Comparison of 3-Year Performance (Sept. 2020)

Return metrics APR #1 of 239
  Upside capture / S&P 500 #2
  Upside capture / 60/40 bm #2
Risk metrics Standard deviation #215
  Downside deviation #73
  Downmarket deviation #73
  Bear market deviation #50
  Maximum drawdown #6
  Downside capture / S&P 500 #29
  Downside capture / 60/40 bm #40
Risk-adjusted return metrics Sharpe ratio #1
  Sortino ratio #1
  Ulcer Index #2
  Capture ratio / S&P 500 #1
  Capture ratio / 60/40 bm #1
     

Source: MFO Premium fund screener and Lipper global data feed

How did that happen?

First Foundation Total Return’s strategy is to focus primarily, but not exclusively, on growth stocks at value prices. Their targets are mid- to large-cap companies with

  • strong earnings growth
  • favorable valuation
  • a presence in successful industries
  • high-quality management focused on generating shareholder value. The managers actually sit, without compensation, on the boards of some of their portfolio companies to help advance their investors’ interests. When board fees have been paid, it has been deposited directly into the mutual fund, akin to a dividend.

The “not exclusively” proviso reflects the managers’ conviction that there are times when investors’ enthusiasm has gotten far enough ahead of fundamentals that it’s prudent to increase exposure to “ballast” companies. Currently, for example, Morningstar locates the core of the fund’s equity holdings in the mid-cap value box (as of 6/30/2023). At the same time, half of the equity portfolio is in companies domiciled in France or Canada (again, as of 6/30/2023).

In terms of priorities on the equity side, you might imagine a funnel from the investable universe to the portfolio: they look first for securities selling for a fair price, then at companies with great alignment, and then finally at the quality of the business.

The most dramatic change in the transition from Highland to First Foundation was on the fixed-income side of the equation. When First Foundation took over that part of the portfolio, they found that “we then owned things like two mortgage back securities per issue and there were hundreds and hundreds of holdings, it was probably closer to a thousand,” some of which they were not able to sell. They held such issues to maturity and let them roll incrementally off the books, with just a few hundred thousand dollars tied up in such issues now.

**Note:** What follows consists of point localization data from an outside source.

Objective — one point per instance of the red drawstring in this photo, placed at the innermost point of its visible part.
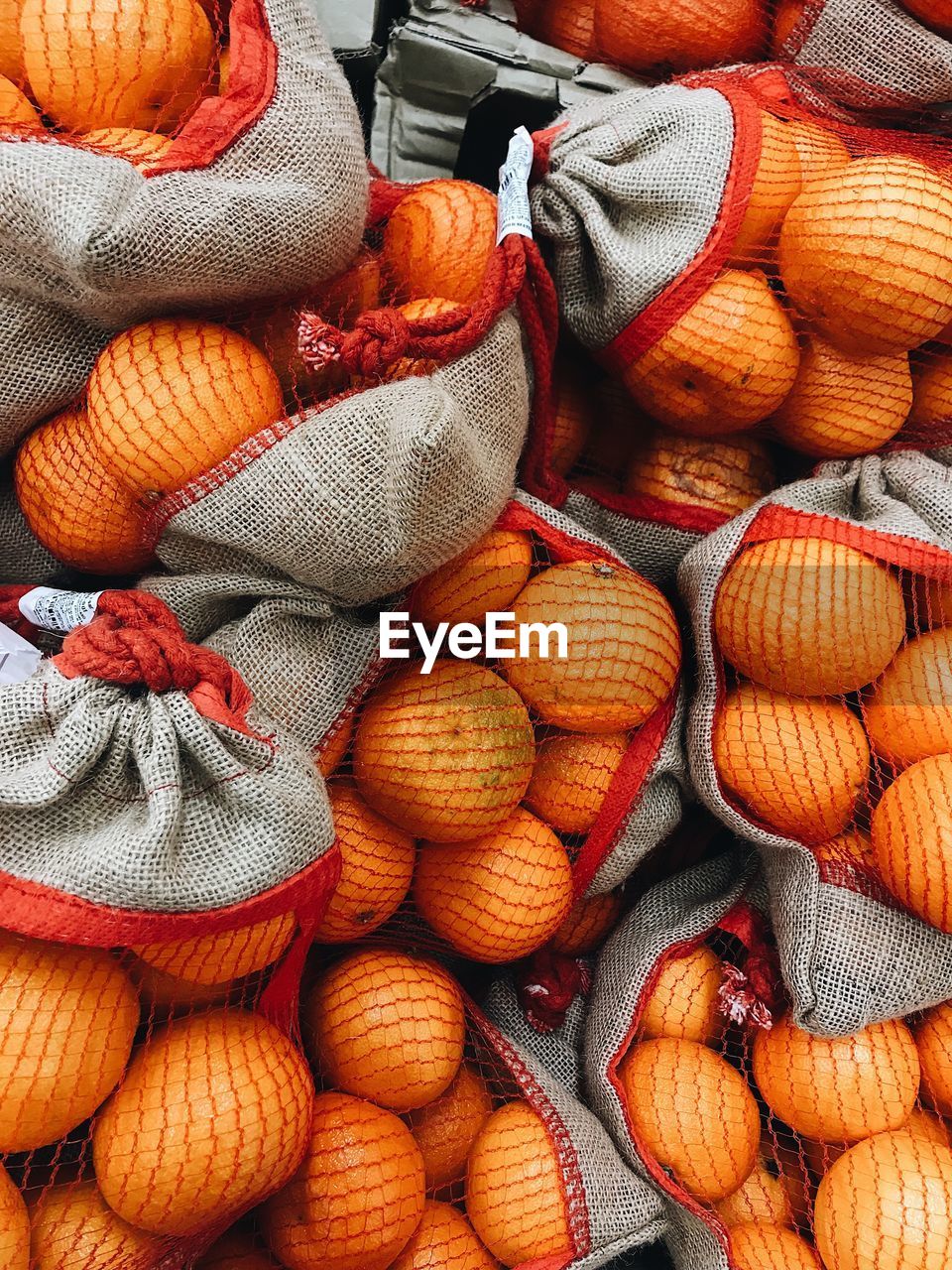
(547, 984)
(753, 993)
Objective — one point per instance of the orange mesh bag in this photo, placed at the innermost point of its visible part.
(154, 183)
(756, 275)
(819, 726)
(168, 853)
(774, 1147)
(284, 445)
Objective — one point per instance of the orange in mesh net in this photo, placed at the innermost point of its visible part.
(116, 64)
(388, 1026)
(223, 955)
(655, 37)
(499, 897)
(515, 1188)
(444, 756)
(624, 648)
(445, 1128)
(67, 1020)
(571, 778)
(72, 1225)
(438, 241)
(316, 1223)
(588, 925)
(376, 867)
(213, 1112)
(443, 1238)
(785, 616)
(725, 365)
(724, 476)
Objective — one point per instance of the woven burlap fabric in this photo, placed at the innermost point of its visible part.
(847, 960)
(89, 245)
(875, 54)
(682, 908)
(365, 497)
(139, 802)
(617, 1207)
(634, 187)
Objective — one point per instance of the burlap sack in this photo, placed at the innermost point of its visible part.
(851, 952)
(871, 54)
(263, 193)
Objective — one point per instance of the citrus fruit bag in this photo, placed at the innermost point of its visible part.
(167, 183)
(772, 1146)
(819, 728)
(870, 54)
(765, 285)
(167, 856)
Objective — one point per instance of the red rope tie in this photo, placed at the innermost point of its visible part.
(546, 987)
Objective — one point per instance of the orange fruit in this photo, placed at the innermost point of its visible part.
(67, 1020)
(571, 776)
(774, 187)
(223, 955)
(762, 1246)
(692, 1112)
(116, 64)
(515, 1188)
(499, 897)
(844, 404)
(842, 1088)
(725, 365)
(335, 746)
(376, 867)
(588, 925)
(439, 239)
(788, 616)
(932, 391)
(722, 476)
(762, 1198)
(72, 1225)
(933, 1039)
(656, 37)
(139, 146)
(887, 1206)
(797, 763)
(934, 13)
(358, 1196)
(14, 1228)
(444, 756)
(444, 1241)
(909, 714)
(73, 504)
(445, 1128)
(867, 259)
(624, 648)
(388, 1026)
(683, 1001)
(572, 411)
(911, 838)
(213, 1115)
(172, 398)
(486, 578)
(16, 107)
(820, 151)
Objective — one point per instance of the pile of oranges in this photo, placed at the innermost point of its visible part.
(803, 1153)
(474, 786)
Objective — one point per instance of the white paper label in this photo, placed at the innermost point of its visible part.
(59, 611)
(18, 657)
(513, 213)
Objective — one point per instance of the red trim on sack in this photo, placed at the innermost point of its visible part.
(42, 912)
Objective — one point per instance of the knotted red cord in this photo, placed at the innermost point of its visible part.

The fixed-income portfolio is quite compact (under 40 issues), with the team looking for debt securities with characteristics such as:

  • attractive yields and prices
  • the potential for capital appreciation
  • reasonable credit quality, which means they typically buy investment-grade debt and frequently buy Treasuries.

The managers pursue what many readers might consider a T. Rowe Price model of investing, with the distinctive advantage that the funds are small enough to benefit substantially by aligning themselves with, and perhaps strengthening, “family-controlled companies whose managers act like principals rather than agents.”

This alignment of interest is something the managers have pursued firsthand as board members of some of their companies. Mr. Speron notes, “Capitalism works for owners when principals and agents are aligned. Low valuations and lower correlations mean small cap is important in a portfolio context, but mitigating agency risk has required real effort.” Those efforts have paid off for the fund’s investors. It’s an investment well worth remembering.